While Australian Prime Minister Malcolm Fraser stayed staunch, even refusing to let the Springboks’ flight to refuel at an Australian airport, Muldoon abandoned the moral high ground, claimed politics should stay out of sport, and pandered to the National heartland by allowing the tour to proceed, blaming left-wing agitators when it descended into chaos.
Rugby was the winner on the day — though, really, it wasn’t.
If Muldoon was still in charge, would he be throwing Covid-19 caution to the wind and going all-in to make New Zealand the host of the Rugby Championship?
A moot point, but what is certain is the New Zealand Government no longer asks "How high?" when New Zealand Rugby orders it to jump.
You can choose a side when reflecting on how New Zealand managed to lose Rugby Championship hosting rights to Australia but it is still a little uncertain as to who really dropped the ball.
Governing body Sanzaar, seemingly spooked by New Zealand’s more rigid rules around quarantine, says Australia simply offered a more compelling and practical case to host the November-December tournament.
New Zealand Rugby points the finger squarely at the Government, highlighting its "inflexibility" around allowing visiting teams to get on the training field in large numbers straight away.
The Government, no doubt with one eye on the election on October 17, maintains it is the bigger picture of public health and not a sporting tournament that must take priority, and points to recent Covid cases within the Pumas as a red flag.
Add in the fact there are doubts over whether the Bledisloe Cup tests in New Zealand can be played — the Wallabies seem sceptical — and you see the message very clearly.

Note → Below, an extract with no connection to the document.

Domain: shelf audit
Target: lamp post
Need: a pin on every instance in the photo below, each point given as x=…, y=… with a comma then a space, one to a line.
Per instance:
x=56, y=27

New Zealand Rugby, so used to getting its own way, doesn’t call the shots any more.
The Government’s heart, in many respects, never really seemed invested in this whole process. Fighting two fronts, Covid-19 and re-election, left it reluctant to pull out all the stops for a rugby tournament.
Should we be bothered? Does relinquishing hosting rights to a sporting event right now really matter?
Certainly, the public response has been relatively muted. There are no street protests, no petitions being arranged, no sense this decision is remotely as important as the call over when we can return to Alert Level 1.
Still, this could have been a filip for the nation at the end of a rough year.
It would have provided both a hefty economic boost — though perhaps the $100million is over-egging it — and an injection of positivity, a little bit of buzz, a reward for the sacrifices we have made.
Dunedin could have had a stadium bulging with rugby fans (and their wallets), and Queenstown could have received a massive — and timely — economic boost by hosting the teams.
That it isn’t happening reflects both the political climate and the lessening of rugby as our all-important national game.